Core samples from Lomiko Metals’ 80%-owned La Loutre flake graphite property, 120 km northwest of Montreal, Quebec. Credit: Lomiko Metals.Core samples from Lomiko Metals’ flagship La Loutre graphite property, 120 km northwest of Montreal, Quebec. Credit: Lomiko Metals.

Lomiko Metals (TSXV: LMR) is trying to leverage the recent lithium boom without actually mining any lithium. It says it has found a backdoor into the lithium story, driven by electric vehicles — and it’s graphite. 

“Lithium only has a certain amount of shelf life,” Lomiko president and CEO Paul Gill says during a telephone interview with The Northern Miner. “So people buying all this lithium, they’re going to have to turn it into batteries pretty quickly, so they’re going to need graphite to do that.”

Gill says that every lithium ion battery in every electric vehicle contains lithium, but far more graphite.

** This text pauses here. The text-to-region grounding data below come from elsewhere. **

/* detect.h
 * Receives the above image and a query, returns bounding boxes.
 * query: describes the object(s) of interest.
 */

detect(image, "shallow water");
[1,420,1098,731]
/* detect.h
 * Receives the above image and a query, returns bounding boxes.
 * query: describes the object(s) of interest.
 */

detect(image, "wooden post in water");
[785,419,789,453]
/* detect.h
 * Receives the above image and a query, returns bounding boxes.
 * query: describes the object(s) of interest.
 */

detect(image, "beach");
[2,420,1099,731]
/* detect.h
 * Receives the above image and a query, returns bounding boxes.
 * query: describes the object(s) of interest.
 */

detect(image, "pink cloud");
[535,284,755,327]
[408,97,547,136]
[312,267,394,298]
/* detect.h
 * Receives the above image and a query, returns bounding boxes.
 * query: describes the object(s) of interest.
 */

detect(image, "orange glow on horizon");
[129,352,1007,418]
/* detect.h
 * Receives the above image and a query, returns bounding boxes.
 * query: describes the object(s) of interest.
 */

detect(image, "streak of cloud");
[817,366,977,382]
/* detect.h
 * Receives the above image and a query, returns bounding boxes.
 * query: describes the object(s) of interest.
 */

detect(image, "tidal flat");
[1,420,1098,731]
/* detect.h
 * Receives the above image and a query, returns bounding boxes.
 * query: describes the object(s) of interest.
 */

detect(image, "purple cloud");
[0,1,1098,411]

“The market for electric vehicles is going to take off and there’s going to be a lot of demand,” Gill says. “It may not be the same cost factor, but you need way more of it, which is going to chew up the supply.”

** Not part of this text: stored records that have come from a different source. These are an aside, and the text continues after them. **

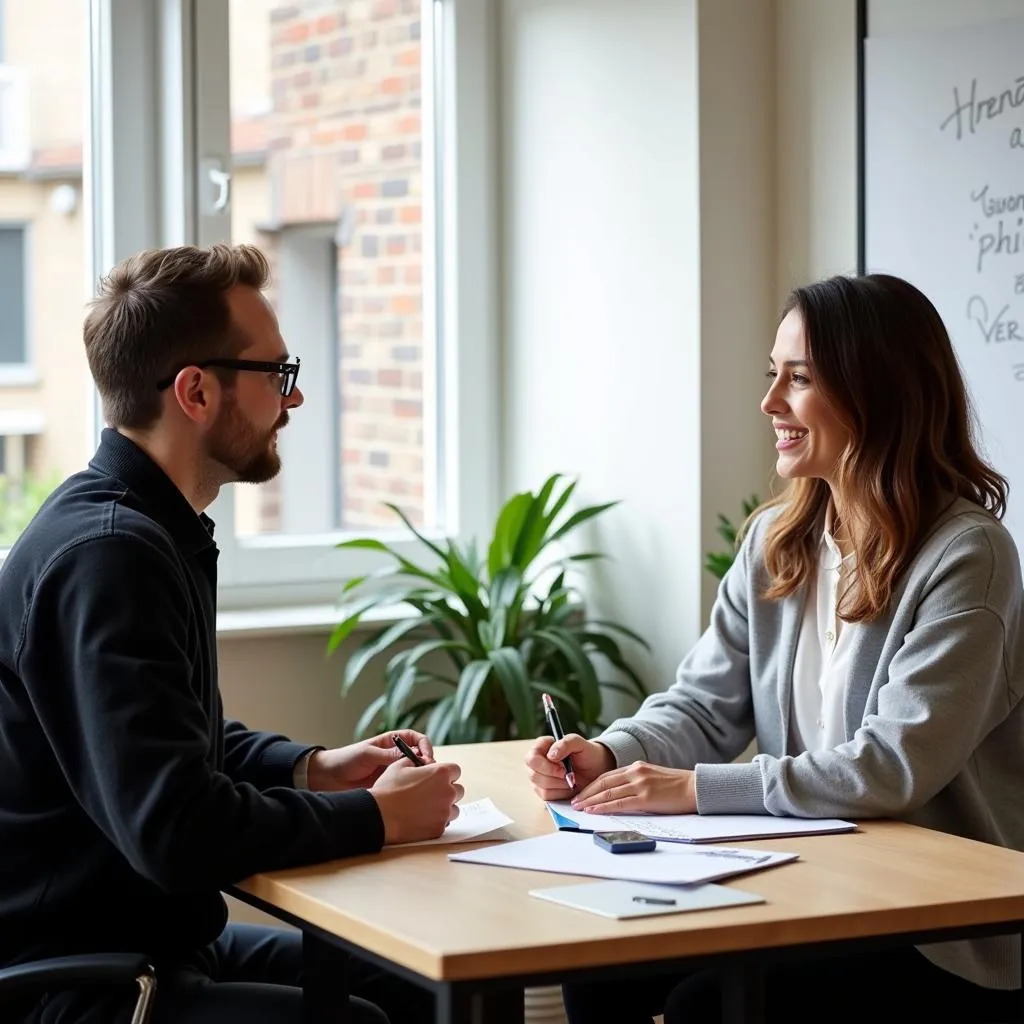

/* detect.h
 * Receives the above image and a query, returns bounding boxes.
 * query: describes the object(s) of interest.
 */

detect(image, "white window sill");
[216,602,414,640]
[0,367,40,388]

Lomiko’s most advanced property is its 80% owned La Loutre flake graphite property, located 117 km northwest of Montreal and 53 km east of Timcal’s Lac des Îles graphite mine in southern Quebec. The property has a contiguous block of 42 mineral claims totalling 25 sq. km. Canada Strategic Metals (TSXV: CJC) owns 20% of the property.

La Loutre has 18.4 million indicated tonnes grading 3.19% graphite with 16.7 million inferred tonnes grading 3.75% graphite at a 1.5% cut-off rate. The resource lies within the central metasedimentary belt of the Grenville province and includes quartzofeldspathic rocks, quartzite, biotite gneiss, marble and locally pegmatitic quartzofeldspathic rocks.

A road on the La Loutre graphite property. Credit: Lomiko Metals.

A road on the La Loutre graphite property. Credit: Lomiko Metals.

Before Lomiko, Gill was the vice-president of business development for Canadian copper company Norsemont Mining. Hudbay Minerals (TSX: HBM; NYSE: HBM) bought Norsemont for $512 million in 2011. When he tried to figure out what the next “big market” would be, he ended up in graphite.

“It’s the weirdest thing, but graphite has better applications in all of the things that copper does,” Gill says. “It’s more conductive — thermally and electrically.”

He thinks lithium has already taken off, but graphite hasn’t. And that’s where he sees an opportunity. He says a preliminary economic assessment will come in May after Lomiko carries out more metallurgical studies and drilling on La Loutre.

Lomiko also announced in early January 2018 at the Consumer Electronics Show in Las Vegas that it would launch a cryptocurrency mining company called Promethieus in conjunction with its 25%-owned subsidiary SHD Smart Home Devices Corporation.

SHD creates home technologies that use graphite as a heat sink. Promethieus may one day use technology containing graphite to manage heat in the power-intensive crypto-currency mining world.  Another of its subsidiaries, Graphene 3D Lab (TSXV: GGG), converts graphite into graphene. In developing these companies, Lomiko has created a web of interconnected businesses.

Lomiko's La Loutre property in Quebec. Credit: Lomiko.

Lomiko’s La Loutre property in Quebec. Credit: Lomiko Metals.

“We wouldn’t drop mining,” Gill says. “Mining is our focus because we believe graphite has a 20-year life. All these other things are just really good ideas to fill in time until we keep reporting on graphite.

“Because the way investors are these days … they’re jumping here and jumping there, and looking for anything that’s hot.”

Gill adds that Lomiko developed its business this way is to make sure its shareholders know that Lomiko is “aware of different things that will create value.”

“If we don’t do this as a small company, there are too many months that pass without news on the graphite, so we’ll lose interest and people consider it dead money,” Gill says. “We’ve lost money. Even though we’ve developed our graphite side, we’ve lost value in the eyes of the shareholders because we just can’t move as fast as you need to. You need to have other things that you can speak about and develop to create value.”

Lomiko has two other properties in Canada, besides La Loutre. Its wholly owned Quatre Milles graphite property lies 17 km north of Sainte-Véronique, Que., and its Vines Lake polymetallic property is in the Liard mining district of British Columbia.   

Shares of Lomiko are valued at 22¢ with a 52-week range of 8¢ to 33¢. The company has a $7-million market capitalization.

“You’re hoping for the home run in graphite, which is where we’re working toward,” Gill says. “But in the meantime we can make money on all these other ones and launch some pretty interesting companies.

“It’s definitely a more sophisticated response than trudging along, looking for rocks in the ground and hoping to sell it to Hudbay.”